Teniendo esto en cuenta, ahora sí, podemos referirnos a la primera interrogación moderna (esto es, desde la perspectiva del sujeto libre) sobre la relación hombre-naturaleza. Hasta el siglo xviii, el hombre sólo se preguntaba por los efectos de la naturaleza en la vida humana y, lógicamente, muy poco por los producidos por el hombre en el medioambiente, pues en plena ilustración todavía se estaba luchando ideológicamente por una noción del hombre y la naturaleza (o el mundo) en sí mismos: ¿fue la tierra creada para el hombre, siendo este dominante sobre otras formas de vida? ¿Ha influido el medioambiente en el carácter humano y la sociedad? (Glacken 1967: vii, citado por Abbott, 1970: 12).
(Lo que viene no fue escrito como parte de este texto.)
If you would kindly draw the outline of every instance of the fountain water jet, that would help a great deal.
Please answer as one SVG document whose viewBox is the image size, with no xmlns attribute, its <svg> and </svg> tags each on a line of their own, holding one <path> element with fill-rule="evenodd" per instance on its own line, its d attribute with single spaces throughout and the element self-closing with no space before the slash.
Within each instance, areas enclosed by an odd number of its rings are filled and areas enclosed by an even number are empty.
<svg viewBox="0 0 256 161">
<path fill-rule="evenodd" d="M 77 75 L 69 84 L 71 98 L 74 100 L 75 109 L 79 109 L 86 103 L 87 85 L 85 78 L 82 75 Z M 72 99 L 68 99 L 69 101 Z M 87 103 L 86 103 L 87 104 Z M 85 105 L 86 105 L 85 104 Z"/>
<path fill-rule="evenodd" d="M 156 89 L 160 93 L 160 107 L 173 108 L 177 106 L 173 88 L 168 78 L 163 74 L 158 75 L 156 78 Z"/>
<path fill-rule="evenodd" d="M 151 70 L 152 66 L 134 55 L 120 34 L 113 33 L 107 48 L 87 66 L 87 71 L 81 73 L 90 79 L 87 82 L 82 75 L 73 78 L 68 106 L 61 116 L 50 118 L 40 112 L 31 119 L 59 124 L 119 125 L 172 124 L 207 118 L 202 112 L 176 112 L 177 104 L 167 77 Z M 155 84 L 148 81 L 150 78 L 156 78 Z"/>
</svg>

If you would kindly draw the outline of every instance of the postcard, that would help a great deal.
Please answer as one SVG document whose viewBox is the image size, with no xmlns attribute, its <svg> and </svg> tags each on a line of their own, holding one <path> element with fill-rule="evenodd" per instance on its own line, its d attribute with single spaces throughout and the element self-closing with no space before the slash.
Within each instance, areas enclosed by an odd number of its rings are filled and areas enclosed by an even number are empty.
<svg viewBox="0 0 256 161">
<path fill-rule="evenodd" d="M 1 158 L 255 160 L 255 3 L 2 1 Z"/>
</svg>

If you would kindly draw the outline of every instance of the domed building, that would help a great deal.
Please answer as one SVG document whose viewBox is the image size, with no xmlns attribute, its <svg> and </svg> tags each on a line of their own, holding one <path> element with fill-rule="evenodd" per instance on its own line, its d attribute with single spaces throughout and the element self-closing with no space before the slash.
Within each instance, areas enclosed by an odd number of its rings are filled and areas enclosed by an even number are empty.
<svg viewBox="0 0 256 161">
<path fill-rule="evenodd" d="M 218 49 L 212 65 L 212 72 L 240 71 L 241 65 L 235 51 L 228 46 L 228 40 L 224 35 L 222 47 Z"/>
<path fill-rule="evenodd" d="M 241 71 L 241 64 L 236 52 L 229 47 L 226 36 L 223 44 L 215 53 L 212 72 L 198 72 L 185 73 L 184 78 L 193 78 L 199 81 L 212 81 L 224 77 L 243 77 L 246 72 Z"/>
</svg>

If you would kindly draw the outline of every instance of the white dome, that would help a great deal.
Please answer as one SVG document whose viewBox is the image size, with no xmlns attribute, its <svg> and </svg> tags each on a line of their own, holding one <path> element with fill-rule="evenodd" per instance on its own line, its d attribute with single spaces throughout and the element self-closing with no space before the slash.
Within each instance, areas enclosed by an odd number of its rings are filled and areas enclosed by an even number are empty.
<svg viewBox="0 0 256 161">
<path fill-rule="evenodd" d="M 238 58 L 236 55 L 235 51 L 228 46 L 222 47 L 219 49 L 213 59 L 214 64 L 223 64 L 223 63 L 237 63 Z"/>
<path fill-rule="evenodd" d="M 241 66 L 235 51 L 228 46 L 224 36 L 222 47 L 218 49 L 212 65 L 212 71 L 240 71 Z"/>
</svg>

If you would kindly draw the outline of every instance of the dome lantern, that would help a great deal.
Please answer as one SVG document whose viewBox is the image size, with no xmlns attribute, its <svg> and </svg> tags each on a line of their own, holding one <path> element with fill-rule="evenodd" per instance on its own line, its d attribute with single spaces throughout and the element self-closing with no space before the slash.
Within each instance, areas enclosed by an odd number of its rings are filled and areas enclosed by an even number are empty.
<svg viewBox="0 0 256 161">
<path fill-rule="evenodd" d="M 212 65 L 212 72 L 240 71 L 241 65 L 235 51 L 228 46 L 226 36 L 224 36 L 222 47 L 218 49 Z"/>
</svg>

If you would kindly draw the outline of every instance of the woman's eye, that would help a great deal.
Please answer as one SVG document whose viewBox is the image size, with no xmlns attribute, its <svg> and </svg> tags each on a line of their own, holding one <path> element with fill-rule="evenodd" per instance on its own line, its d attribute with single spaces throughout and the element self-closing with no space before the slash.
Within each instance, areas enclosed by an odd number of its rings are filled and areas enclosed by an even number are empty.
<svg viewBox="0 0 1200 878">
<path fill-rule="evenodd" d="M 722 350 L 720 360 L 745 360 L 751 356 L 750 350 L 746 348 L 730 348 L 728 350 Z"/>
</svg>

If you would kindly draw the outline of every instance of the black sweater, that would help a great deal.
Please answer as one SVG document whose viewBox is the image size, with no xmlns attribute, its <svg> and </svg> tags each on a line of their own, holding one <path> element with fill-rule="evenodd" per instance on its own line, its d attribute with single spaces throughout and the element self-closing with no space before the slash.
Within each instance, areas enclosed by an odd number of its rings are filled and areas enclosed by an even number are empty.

Será a partir del siglo xix cuando George P. Marsh se pregunte, en Man and Nature (1864 [2]), por los efectos del ser humano sobre la tierra: «The earth was not made for man only». Posteriormente, en el xx vendrán estudios como el de Cultural Anthropology and the Man Environment Relationship: An Historical Discussion, de Joan M.W. Abbott (1970: 10-31), donde encontramos referencias a los trabajos anteriores.

De ahí que consideremos el siglo xix como el de la primera interrogación sobre la naturaleza y el hombre, en tanto que nociones relacionadas con esa autonomía o en sí que caracteriza al discurso de nuestras relaciones sociales entre sujetos que viven en un mundo literal y no ya alegórico. Solo que de esta coyuntura nacerá también la dialéctica entre lo subjetivo y lo objetivo. Algo que vemos claramente, por ejemplo, desplegarse en polémicas como la de las dos culturas (humanística/literaria y científica), iniciado oficialmente por el famoso libro de C.P. Snow que, simplemente, expresa lo que ya de antemano está en el ambiente. O en el inconsciente ideológico, para ser más exactos.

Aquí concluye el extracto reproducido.